Volume 18 • Issue 44 | March 17 - 23, 2006

Knickerbocker tenants win temporary block of landlord plan

By Ronda Kaysen

Tenants temporarily thwarted their landlord’s attempt to deregulate a Chinatown apartment complex when a judge ordered a temporary stay last week on the landlord’s bid to deregulate.

In January, Cherry Green Management got a nod of approval from the state to deregulate Knickerbocker Village, a 4,000-tenant complex that has been regulated by a rent protection program since it opened in 1934.

The Tenants Association filed suit to block the process at the complex, which sits between the Brooklyn and Manhattan bridges. On March 9, New York State Supreme Court Judge Sherry Klein Heitler put a temporary stay on the deregulation bid until an April 10 hearing that will determine whether or not the case goes to trial.

“The grounds were there that this thing is open to trial,” said Robert Wilson, an elected member of the Tenants Association and the association’s former president. “We do have excellent law behind us.”

The New York State Division of Housing and Community Renewal, the agency overseeing the property, approved Cherry Green’s deregulation application on Jan. 13, laying out a list of conditions that the management company must follow. Cherry Green must offer rent-stabilized leases to current and future tenants; the building cannot be turned into a co-op for five years; and tenants would be protected from co-op-related evictions for 20 years.

“We’ll all go before the judge in a couple of weeks and our attorneys will discuss it with the judge,” said Cherry Green general manager Vincent Callagy.

Tenants insist D.H.C.R. had no business deregulating the complex.
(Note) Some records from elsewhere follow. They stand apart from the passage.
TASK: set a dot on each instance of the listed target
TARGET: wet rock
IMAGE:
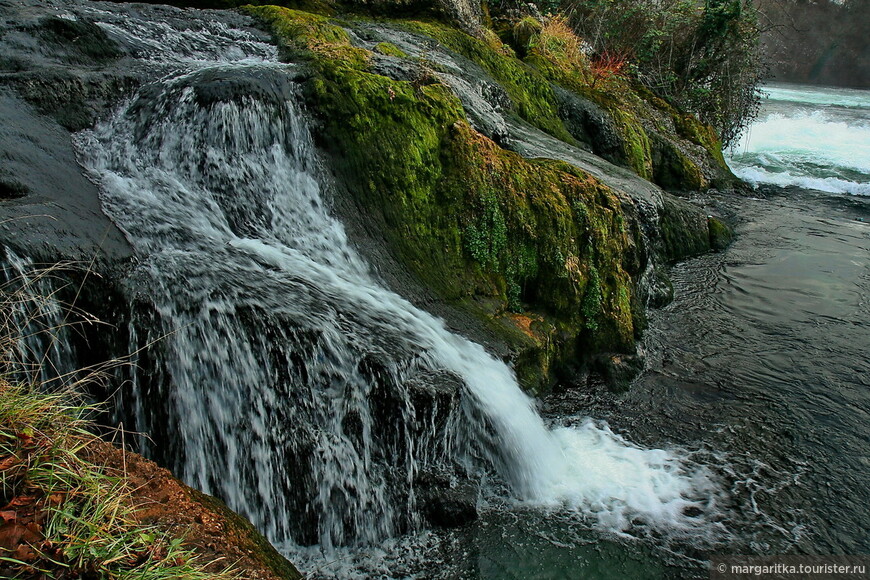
(447, 504)
(83, 41)
(618, 370)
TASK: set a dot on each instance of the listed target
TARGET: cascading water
(290, 382)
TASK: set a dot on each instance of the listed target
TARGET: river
(758, 370)
(289, 379)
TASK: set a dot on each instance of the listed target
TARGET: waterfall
(287, 379)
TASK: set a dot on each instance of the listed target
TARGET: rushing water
(288, 380)
(812, 137)
(280, 374)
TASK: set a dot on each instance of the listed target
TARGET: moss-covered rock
(547, 256)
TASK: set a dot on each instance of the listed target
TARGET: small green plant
(61, 515)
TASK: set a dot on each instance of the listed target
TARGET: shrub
(701, 55)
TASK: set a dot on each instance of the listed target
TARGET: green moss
(530, 92)
(390, 49)
(303, 34)
(525, 34)
(540, 243)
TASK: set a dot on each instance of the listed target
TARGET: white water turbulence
(810, 137)
(290, 382)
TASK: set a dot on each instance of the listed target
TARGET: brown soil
(219, 536)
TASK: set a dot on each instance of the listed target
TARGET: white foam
(818, 150)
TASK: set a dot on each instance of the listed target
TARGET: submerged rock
(447, 503)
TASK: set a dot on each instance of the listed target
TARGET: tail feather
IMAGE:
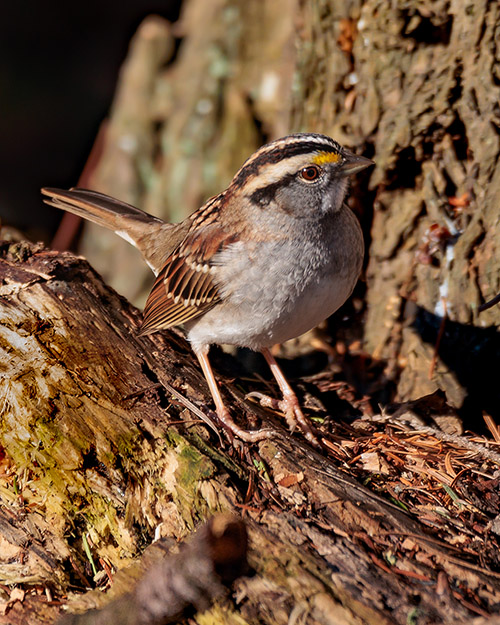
(152, 236)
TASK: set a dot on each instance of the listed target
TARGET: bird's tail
(145, 232)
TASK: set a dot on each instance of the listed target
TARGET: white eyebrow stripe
(271, 173)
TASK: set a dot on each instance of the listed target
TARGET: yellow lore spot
(326, 157)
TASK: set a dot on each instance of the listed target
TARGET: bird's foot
(290, 407)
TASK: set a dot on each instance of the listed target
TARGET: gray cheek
(334, 196)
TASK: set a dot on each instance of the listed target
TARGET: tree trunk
(95, 428)
(103, 433)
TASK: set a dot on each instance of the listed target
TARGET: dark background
(59, 64)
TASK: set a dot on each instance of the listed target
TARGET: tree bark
(104, 452)
(415, 87)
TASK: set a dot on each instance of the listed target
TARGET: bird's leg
(289, 405)
(222, 411)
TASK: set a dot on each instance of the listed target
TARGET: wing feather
(186, 287)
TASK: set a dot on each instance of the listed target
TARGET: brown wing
(185, 287)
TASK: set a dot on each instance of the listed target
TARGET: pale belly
(280, 290)
(268, 321)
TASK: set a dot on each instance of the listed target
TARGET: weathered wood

Article IV, a precursor to the Mitchell-Lama, middle class rent regulation program, has no provisions for deregulating pre-1962 buildings.

“It’s illegal and you cannot deregulate the property,” said Wilson.

D.H.C.R. disagrees with the reading of the law. In her Jan. 13 decision, Commissioner Judith Calogero wrote, “The committee’s argument — that a limited dividend housing company constructed prior to 1962 must remain under such use seemingly forever — runs counter to the structure of this and every affordable housing program.”

Wilson worries that without restrictions, the complex, which is 68 percent Chinese, will lose its diverse character and prospective low- and moderate-income tenants will be turned away in favor of wealthier residents.

“If you do deregulate Knickerbocker Village, there’s no limit on who the owners could choose to move in here,” said Wilson. “The mayor and Pataki claim they want to create more affordable housing, but I don’t see them trying to hold onto what they have.”

Callagy declined to respond to the tenants’ claim, saying only, “I don’t agree with their position.”

Last May, Gov. Pataki and Mayor Bloomberg announced that Knickerbocker Village would get $5 million from the Lower Manhattan Development Corporation out of a fund to build and preserve affordable housing Downtown. Dep. Mayor Daniel Doctoroff said then that the money would keep Knickerbocker apartments affordable permanently.